SPEED RACER REMONTE LA COURSE

Bien que rarement en accord avec les critiques cinéma qu'en général je lis plutôt après voir vu les films pour me faire ma propre opinion et éviter que l'on me gâche le plaisir de la découverte en me racontant le scénario, j'ai suivi le conseil d'Olivier Séguret dans Libération en allant regarder Speed Racer, le dernier film des frères Andy et Larry Wachowski, auteurs de la Trilogie Matrix et scénaristes de V for Vendetta. Il émanait de l'article quelque chose de l'ordre du jamais vu, on y faisait référence à la 3D, aussi ai-je pensé que nous étions peut-être en présence d'un de ces nouveaux objets qui changent la face du spectacle cinématographique. C'est le sentiment que me procura Tron à sa projection en salle en 1982, comme si il y avait désormais le cinéma avant et celui après Tron. La technique a souvent bouleversé l'histoire de l'art, comme l'invention du tube en plomb donna naissance à l'impressionnisme dès lors que l'on pouvait aller peindre sur nature en emportant les couleurs dans sa poche.


En 2008, en France comme aux États-Unis, la presse éreinta Speed Racer qu'elle trouvait à juste titre bien pauvre scénaristiquement, divertissement des familles un peu cul cul la praline. Comme si la plupart des blockbusters n'obéissait pas à la débilité ambiante, marketés pour un public d'ados de 16 ans ne s'intéressant qu'aux jeux vidéo et au cinéma d'action pour les garçons, aux bluettes à l'eau de rose pour les filles ! Entre les films qui font réfléchir en interrogeant le supposé réel et le cinéma forain qui le fait oublier, le fossé s'agrandit, le niveau social et culturel dictant qu'on doive appartenir à un clan ou à l'autre. Il y a pourtant un temps pour tout, et que le cinématographe retrouve ses origines d'attraction foraine n'est pas pour me déplaire.
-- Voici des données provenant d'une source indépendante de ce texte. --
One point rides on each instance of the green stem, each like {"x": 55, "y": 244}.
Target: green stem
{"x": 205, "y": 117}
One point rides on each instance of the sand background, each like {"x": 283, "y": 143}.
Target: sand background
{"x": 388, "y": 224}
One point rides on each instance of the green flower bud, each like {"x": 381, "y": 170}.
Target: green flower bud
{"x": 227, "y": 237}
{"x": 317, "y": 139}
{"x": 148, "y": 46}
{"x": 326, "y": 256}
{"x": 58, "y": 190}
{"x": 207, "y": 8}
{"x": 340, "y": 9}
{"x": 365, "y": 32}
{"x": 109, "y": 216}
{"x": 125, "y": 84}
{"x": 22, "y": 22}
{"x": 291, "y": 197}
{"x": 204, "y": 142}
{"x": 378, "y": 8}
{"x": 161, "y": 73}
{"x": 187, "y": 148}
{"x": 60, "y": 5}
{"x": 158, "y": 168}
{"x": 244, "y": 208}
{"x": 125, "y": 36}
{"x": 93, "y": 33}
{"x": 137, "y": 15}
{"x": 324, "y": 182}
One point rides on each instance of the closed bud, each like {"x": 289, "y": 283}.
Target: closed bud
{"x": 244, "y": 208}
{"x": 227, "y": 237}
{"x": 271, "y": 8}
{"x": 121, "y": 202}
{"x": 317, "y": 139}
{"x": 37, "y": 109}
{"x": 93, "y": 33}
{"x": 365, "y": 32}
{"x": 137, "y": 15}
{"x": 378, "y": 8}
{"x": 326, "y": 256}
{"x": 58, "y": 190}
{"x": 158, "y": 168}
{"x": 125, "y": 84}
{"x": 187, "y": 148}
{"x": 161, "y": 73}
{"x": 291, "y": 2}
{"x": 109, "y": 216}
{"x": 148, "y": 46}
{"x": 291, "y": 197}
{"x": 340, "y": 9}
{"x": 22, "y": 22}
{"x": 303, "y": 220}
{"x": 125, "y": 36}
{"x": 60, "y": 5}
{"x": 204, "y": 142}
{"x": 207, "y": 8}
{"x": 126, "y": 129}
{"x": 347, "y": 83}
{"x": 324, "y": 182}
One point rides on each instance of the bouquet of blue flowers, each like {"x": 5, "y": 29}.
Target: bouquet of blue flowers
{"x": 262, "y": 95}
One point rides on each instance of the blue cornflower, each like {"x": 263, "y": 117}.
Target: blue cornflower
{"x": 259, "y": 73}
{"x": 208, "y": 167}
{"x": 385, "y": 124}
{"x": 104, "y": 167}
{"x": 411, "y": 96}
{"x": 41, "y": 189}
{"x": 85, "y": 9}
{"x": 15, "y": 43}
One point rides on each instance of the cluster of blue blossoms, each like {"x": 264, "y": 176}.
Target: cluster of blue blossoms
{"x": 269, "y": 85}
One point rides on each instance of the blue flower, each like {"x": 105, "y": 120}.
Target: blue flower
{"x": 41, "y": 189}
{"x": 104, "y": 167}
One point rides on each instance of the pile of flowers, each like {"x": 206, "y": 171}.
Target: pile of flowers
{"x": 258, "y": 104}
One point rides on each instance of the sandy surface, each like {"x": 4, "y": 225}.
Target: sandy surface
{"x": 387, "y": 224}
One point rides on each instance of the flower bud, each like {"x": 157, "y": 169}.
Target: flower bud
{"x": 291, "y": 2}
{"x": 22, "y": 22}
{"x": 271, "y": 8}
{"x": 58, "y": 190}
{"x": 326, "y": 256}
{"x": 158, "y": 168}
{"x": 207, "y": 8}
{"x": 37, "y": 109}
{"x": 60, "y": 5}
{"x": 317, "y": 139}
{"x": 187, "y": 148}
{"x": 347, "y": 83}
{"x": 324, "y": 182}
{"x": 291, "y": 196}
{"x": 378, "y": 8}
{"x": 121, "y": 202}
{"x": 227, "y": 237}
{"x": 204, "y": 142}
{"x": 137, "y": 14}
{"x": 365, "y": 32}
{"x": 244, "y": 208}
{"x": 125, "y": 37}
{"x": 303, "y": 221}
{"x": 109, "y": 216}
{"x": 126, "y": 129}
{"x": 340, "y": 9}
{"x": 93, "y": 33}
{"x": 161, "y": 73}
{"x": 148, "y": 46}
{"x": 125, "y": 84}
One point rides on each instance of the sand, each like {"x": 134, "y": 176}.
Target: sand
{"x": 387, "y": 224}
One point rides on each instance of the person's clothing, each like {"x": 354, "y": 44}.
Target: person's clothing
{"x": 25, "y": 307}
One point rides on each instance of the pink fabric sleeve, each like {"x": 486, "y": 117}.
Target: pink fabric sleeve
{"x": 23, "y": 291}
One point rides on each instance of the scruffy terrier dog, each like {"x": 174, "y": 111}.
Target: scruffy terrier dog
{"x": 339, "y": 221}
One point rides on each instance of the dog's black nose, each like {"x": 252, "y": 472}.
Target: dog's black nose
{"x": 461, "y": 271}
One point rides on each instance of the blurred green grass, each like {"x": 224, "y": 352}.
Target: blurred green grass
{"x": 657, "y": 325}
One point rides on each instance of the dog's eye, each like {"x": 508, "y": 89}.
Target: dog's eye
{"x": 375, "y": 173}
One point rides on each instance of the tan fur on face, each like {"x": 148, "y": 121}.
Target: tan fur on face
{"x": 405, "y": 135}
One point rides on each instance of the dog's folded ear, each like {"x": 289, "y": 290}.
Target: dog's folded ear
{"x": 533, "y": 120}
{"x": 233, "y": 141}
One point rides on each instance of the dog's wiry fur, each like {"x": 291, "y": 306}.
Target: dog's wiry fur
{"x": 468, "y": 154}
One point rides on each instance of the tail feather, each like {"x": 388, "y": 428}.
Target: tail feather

Certains films brisent cette convention et mêlent astucieusement la magie à la réflexion. Sans rejoindre ces chefs d'œuvre de plus en plus rares, Speed Racer décoiffe par son traitement graphique et ses effets 3D. L'utilisation de la couleur et du filé, les volets horizontaux qui remplacent les coupes de montage traditionnelles, les trucages sur fond vert donnent des idées de comment les utiliser autrement que pour un divertissement de pure forme. Inspiré d'un célèbre manga, le film explose dans les scènes de course automobile, avec humour et virtuosité, nous faisant oublier les trop nombreux passages dialogués pleins de bonnes intentions. Film à découvrir sans hésiter pour voir l'écran sous un angle différent.